After reading the article below about delinquent loans in Spain, two things immediately come to mind.

First, as bad a as our real estate market has been, it is much worse in Spain and many of the other European countries. We will come out of the our real estate debacle much sooner.One and five loans in Spain are delinquent

Second, it is very obvious that socialism doesn’t work. The current administration keeps moving America toward socialism, if this continues we will be in the same boat as Greece, Spain, Italy, Portugal and many others. Here is the question, who is going to bail us out?

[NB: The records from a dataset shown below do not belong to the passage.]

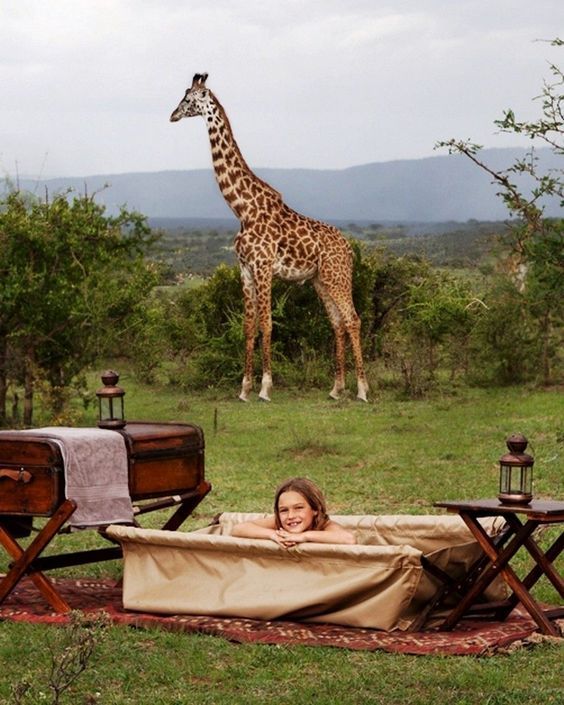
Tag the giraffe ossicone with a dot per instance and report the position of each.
(276, 241)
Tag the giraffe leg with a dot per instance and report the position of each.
(250, 328)
(341, 297)
(339, 331)
(263, 284)
(353, 329)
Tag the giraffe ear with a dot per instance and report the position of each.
(199, 79)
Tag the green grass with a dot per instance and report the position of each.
(388, 456)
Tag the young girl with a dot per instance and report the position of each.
(300, 515)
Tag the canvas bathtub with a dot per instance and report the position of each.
(378, 583)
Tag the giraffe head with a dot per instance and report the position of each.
(195, 99)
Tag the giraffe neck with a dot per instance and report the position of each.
(237, 182)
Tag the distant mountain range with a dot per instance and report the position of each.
(435, 189)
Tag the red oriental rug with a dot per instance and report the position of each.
(472, 637)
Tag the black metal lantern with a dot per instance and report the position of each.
(110, 402)
(516, 472)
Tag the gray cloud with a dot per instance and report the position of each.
(88, 85)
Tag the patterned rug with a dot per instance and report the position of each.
(472, 637)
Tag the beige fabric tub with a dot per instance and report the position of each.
(378, 583)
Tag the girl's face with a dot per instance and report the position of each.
(294, 512)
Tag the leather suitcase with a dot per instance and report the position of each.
(31, 475)
(164, 459)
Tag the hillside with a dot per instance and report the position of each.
(435, 189)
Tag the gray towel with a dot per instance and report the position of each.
(96, 474)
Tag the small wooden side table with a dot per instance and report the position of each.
(499, 555)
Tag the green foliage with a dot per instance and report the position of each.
(535, 259)
(71, 651)
(70, 278)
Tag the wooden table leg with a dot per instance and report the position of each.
(537, 571)
(23, 558)
(499, 564)
(186, 507)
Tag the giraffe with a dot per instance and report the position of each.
(276, 241)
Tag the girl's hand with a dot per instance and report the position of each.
(288, 540)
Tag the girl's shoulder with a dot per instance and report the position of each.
(268, 522)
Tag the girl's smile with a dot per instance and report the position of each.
(294, 512)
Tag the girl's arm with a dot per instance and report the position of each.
(264, 528)
(331, 533)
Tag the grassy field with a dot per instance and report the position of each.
(388, 456)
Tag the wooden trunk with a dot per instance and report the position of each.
(164, 459)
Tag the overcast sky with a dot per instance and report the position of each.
(87, 86)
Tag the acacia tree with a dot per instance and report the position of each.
(536, 253)
(70, 278)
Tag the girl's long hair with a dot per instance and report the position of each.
(311, 493)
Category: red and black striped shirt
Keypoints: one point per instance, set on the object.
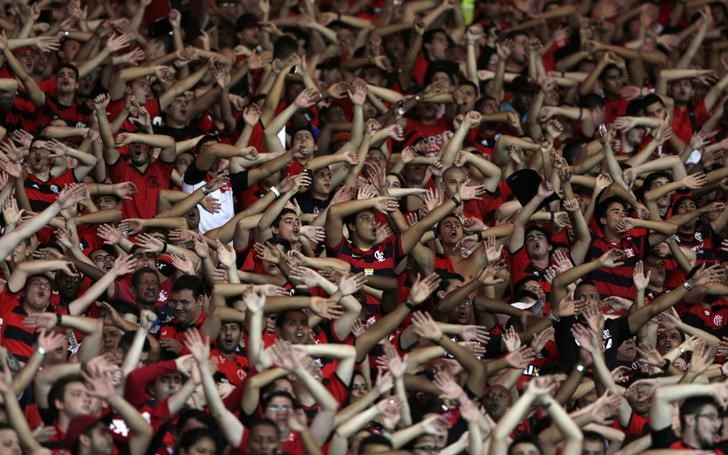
(618, 281)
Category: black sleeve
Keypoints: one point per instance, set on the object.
(493, 348)
(193, 175)
(239, 181)
(663, 439)
(568, 350)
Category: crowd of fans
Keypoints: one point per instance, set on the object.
(363, 226)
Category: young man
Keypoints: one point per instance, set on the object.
(631, 236)
(361, 249)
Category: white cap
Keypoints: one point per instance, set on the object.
(523, 305)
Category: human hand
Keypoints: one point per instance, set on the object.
(125, 264)
(109, 234)
(351, 283)
(612, 258)
(511, 339)
(422, 288)
(326, 308)
(225, 255)
(307, 98)
(50, 341)
(71, 195)
(425, 326)
(521, 358)
(198, 346)
(40, 320)
(254, 300)
(474, 333)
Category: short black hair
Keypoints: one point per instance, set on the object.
(58, 390)
(190, 438)
(601, 210)
(375, 439)
(69, 66)
(651, 99)
(693, 405)
(284, 212)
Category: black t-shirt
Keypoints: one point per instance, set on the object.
(310, 205)
(616, 331)
(179, 134)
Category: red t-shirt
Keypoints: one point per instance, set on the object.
(149, 184)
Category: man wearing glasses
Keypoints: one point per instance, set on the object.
(701, 416)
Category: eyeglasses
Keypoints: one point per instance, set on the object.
(712, 417)
(40, 284)
(276, 408)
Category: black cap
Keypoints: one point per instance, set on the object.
(524, 84)
(246, 20)
(524, 185)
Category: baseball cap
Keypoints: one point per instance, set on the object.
(246, 20)
(524, 84)
(523, 305)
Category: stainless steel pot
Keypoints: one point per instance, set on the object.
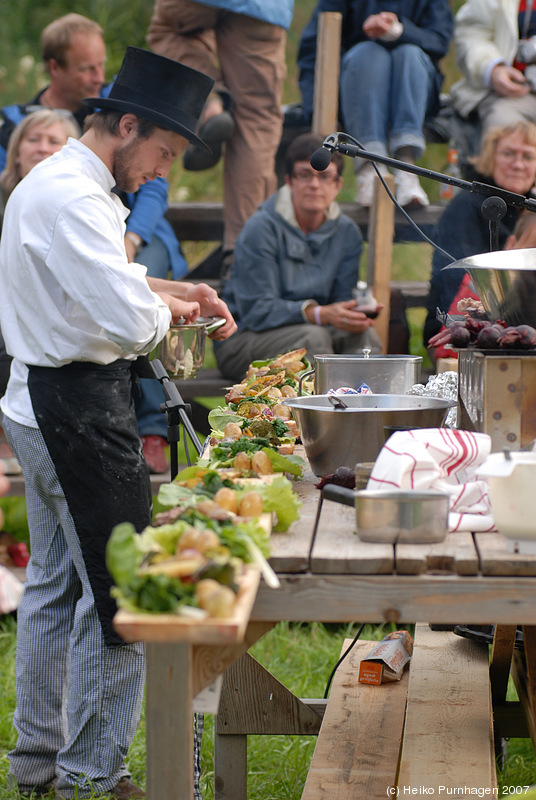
(182, 350)
(396, 516)
(385, 374)
(505, 281)
(342, 436)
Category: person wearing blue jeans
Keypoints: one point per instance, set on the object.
(389, 83)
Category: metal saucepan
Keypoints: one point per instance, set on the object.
(396, 516)
(182, 350)
(355, 431)
(384, 374)
(505, 281)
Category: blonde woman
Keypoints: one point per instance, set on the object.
(35, 138)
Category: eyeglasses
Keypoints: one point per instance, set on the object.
(306, 176)
(511, 155)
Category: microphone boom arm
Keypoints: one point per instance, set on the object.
(483, 189)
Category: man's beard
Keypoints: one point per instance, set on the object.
(122, 171)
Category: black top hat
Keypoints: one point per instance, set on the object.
(164, 91)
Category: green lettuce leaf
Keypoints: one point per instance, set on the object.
(123, 553)
(280, 498)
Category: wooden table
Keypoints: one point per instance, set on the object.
(333, 577)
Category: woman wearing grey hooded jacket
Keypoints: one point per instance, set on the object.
(296, 263)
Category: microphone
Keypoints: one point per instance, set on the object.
(321, 158)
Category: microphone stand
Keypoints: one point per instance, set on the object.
(510, 198)
(176, 413)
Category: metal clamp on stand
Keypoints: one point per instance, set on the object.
(176, 411)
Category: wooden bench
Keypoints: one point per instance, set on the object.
(432, 728)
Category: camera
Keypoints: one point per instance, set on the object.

Third, all the bad news that keeps coming out of Europe is good for interest rates in this country. The bad news that keeps coming out of there is going to continue for some time. So look for these interest rates to be where they are for a while.

 

Over 20% of All Real Estate Loans in Spain are Delinquent; Construction Firm Delinquencies Ended 2011 at 17.65%; Late Payment on All Loans Ended 2011 at 7.61%

Some rather shocking delinquency numbers (to mainstream media readers but not readers of Mish, Acting Man, Zero Hedge, Max Keiser, the Slog etc.) have surfaced in Spain.

Courtesy of Google Translate please consider The default property is multiplied by ten since 2008.

Upfront Notes:

1.   The following translation is somewhat choppy, and I present it as is.

2.   Recall that decimal points "." in Euroland are the equivalent of commas "," in the US. Thus "62.366 million" should read as 62,366 million or 62.366 billion euros.

3.   Many of the following just released numbers are as of the end of 2011. Rest assured numbers as of the end of the first quarter of 2012 are much worse.


With those notes out of the way, please consider the following translation.

Since the crisis began in 2008, the Spanish financial sector accounts have been seriously damaged by late payment of real estate companies, which rose from 1.98% in the first quarter of this year to 20.9% it closed 2011.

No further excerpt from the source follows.